Mal lui en a pris. Un employé de l’aéroport remarqua le tweet quelques jours plus tard. Le service de sécurité jugea qu’il ne s’agissait pas d’une menace sérieuse, mais le transféra néan-moins à la police. Une semaine plus tard, deux jours avant la date prévue de son départ, Paul Chambers allait voir apparaître quatre policiers sur son lieu de travail. Au début, racontera-t-il par la suite, il a cru qu’un accident était survenu à un membre de sa famille. Ce n’est qu’en voyant un papier sur lequel son tweet avait été imprimé, brandi par un des policiers, qu’il commença à comprendre ce qui lui arrivait. Invoquant le Terrorism Act, faisant valoir que son tweet constituait une menace pour la sécurité, les représentants de l’ordre l’interpellèrent, l’emmenèrent au poste et l’interrogèrent durant le restant de la journée. Son iPhone, son laptop et un disque dur furent ensuite confisqués lors d’une perquisition à son domicile. Libéré sous caution, il fut suspendu à son travail en attendant les résultats d’une investigation interne. Un mois plus tard, il fut accusé d’avoir contrevenu au Communications Act en envoyant un message menaçant. Il plaida non coupable mais fut condamné à mille livres d’amende et aux dépens, aux-quels s’ajoutent ses propres frais d’avocat s’élevant à mille livres.

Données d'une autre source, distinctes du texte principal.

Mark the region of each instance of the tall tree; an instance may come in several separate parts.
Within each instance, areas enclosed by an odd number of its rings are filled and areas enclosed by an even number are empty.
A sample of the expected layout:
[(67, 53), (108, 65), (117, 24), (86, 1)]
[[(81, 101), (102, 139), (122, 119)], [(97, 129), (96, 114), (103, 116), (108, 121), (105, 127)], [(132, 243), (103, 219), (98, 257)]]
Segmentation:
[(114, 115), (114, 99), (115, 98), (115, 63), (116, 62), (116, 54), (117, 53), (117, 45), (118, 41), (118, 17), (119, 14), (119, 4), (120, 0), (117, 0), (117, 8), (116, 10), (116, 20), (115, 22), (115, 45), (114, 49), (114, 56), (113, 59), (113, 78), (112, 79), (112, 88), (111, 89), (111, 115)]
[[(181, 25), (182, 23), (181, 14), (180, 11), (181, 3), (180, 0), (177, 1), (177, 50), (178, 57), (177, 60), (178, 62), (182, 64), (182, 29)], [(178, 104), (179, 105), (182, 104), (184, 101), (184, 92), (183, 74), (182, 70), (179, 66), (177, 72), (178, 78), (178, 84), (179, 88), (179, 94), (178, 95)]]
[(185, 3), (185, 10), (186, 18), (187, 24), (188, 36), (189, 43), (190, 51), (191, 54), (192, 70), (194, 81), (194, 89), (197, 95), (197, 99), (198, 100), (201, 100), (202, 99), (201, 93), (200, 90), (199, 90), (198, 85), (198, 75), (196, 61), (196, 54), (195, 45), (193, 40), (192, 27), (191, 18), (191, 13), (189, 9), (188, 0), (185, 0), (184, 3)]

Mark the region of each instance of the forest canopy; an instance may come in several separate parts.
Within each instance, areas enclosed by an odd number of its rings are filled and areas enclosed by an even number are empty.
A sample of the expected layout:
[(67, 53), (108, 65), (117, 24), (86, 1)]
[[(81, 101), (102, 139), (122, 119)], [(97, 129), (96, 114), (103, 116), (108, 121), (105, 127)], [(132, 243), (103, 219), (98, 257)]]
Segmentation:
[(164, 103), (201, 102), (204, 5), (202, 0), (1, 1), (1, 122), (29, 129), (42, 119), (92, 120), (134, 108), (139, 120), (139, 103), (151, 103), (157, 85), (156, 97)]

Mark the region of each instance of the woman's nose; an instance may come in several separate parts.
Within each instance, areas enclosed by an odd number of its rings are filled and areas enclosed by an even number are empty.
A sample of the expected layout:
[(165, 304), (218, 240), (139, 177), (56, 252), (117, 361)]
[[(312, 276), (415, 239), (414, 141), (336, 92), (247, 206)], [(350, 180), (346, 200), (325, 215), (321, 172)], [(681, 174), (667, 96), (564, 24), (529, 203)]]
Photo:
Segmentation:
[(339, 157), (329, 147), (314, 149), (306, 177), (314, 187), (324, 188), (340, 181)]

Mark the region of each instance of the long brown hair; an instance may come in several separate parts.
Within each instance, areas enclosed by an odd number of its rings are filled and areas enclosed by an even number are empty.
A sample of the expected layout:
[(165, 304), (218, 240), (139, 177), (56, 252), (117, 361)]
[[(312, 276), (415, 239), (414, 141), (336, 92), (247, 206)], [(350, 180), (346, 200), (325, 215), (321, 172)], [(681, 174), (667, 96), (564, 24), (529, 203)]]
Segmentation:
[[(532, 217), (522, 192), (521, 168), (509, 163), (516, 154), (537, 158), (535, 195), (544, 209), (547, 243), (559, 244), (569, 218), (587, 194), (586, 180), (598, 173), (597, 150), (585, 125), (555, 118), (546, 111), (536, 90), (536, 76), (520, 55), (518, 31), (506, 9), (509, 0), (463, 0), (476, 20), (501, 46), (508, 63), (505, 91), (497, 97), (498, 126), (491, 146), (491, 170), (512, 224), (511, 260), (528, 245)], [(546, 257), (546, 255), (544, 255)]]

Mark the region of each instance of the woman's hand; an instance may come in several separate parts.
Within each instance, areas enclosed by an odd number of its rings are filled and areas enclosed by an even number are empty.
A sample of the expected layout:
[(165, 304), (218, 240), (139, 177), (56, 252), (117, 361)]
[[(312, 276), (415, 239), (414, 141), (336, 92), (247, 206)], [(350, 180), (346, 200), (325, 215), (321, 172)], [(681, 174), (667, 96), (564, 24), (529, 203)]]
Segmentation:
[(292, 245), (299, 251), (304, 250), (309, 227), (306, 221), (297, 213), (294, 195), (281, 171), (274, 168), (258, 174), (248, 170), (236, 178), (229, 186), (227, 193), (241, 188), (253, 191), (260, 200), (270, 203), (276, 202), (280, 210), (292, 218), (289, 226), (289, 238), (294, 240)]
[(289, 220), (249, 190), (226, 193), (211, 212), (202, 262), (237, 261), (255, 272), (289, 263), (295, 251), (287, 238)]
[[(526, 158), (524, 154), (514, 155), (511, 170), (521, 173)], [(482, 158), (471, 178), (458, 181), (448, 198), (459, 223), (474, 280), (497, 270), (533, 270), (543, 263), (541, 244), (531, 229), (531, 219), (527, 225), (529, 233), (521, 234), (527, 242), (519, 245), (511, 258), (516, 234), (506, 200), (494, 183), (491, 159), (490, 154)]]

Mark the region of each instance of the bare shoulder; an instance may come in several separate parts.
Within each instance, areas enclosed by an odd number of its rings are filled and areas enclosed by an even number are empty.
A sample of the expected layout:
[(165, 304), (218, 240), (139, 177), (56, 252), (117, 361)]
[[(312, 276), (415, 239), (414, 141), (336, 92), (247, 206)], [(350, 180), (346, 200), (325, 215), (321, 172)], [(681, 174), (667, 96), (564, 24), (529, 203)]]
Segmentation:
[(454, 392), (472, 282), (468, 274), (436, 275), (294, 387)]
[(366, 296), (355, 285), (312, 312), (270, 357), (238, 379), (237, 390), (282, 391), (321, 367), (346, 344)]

Aujourd’hui, Paul Chambers envi-sage de faire appel, mais n’en a pas les moyens parce qu’il a perdu son emploi à la suite de cette affaire, expliquait-il il y a quelques jours dans un article publié par le quo-tidien The Guardian. Il aurait aussi été banni à vie de l’aéroport de Doncaster. La police a effacé de sa page Twitter le message fatidique.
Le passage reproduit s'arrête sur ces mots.